Compiling A Defensible Data Set

Compiling a data set to support an intelligence project seems like a straightforward process: define attributes, select entities, and add them to a database for later sorting and analysis. In reality, the process can be challenging to get right.

One of the first obstacles is finding data. There are three choices: assemble your own data set, work from an established database, or combine the two methods. Unfortunately, the IC does not have a searchable, comprehensive, and current database of all reported crimes. Some private companies maintain subject-specific databases, although they may have limited date ranges. Here are some examples:

  1. The Global Terrorism Database is an excellent resource for incident of domestic and international terrorism, but its data stop at 31 December 2019.
  2. Mother Jones has good and accessible database of mass shootings in the United States from 1982 to 2021.
  3. The Washington Post offers a database of police-involved shootings. Their data range from 2015 to present.
  4. The Transactional Records Access Clearinghouse maintained by Syracuse University has quite a bit of good quantitative data on federal law enforcement and immigration matters.

If you choose to compile your own data set, you first need to choose parameters. Let’s say you want to address gaps concerning domestic violent extremism in your area of responsibility (AOR). What do you include in your data set? Only federally-charged crimes? Only state-charged crimes? Subjects whose actions caused harm to persons (killed, maimed, is there a threshold for the number of victims)? Property damage (dollar amount)? Disrupted plots (no harm to persons, nor damage to property)? A subject or subjects who may have initially been charged with a domestic violent extremist-related charge, but who pled down to a lesser crime? A subject who was killed in action? Financial crimes perpetrated in furtherance of domestic violent extremist activity? Stings? Threats?

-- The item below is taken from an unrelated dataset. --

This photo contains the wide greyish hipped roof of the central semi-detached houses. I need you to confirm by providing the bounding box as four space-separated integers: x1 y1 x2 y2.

You’re also likely have to create categories or use existing categories to sort your data in order to discuss and describe the results of your analysis. The FBI uses these categories to sort domestic violent extremists: racially or ethnically motivated; anti-government or anti-authority; animal rights/environmental; abortion-related; all other domestic terrorism threats. You can use these classifications or define your own. If a subject fits into two categories, you’ll probably have to choose one in order to maintain the integrity of the numbers, and it’s a good idea to be prepared to defend your reasoning.

There is also the decision about geographic range. You may start with data from your AOR, but you can add greater qualitative and quantitative context if you compare your results to a broader data set.

And there is the time frame to consider. The more data and the longer the time span, the better position you are in to see trends. You may have noted an uptick in the past year, but if you widen the time span, is it still significant?

If you choose to use an existing database, review the organizer’s methodology for gathering data and the parameters for entry to be sure you agree with the method. If you add to it, use the same methodology. If you compile your own unique data set, define your attributes up front and stick with them. A strong data set is consistent and comprehensive.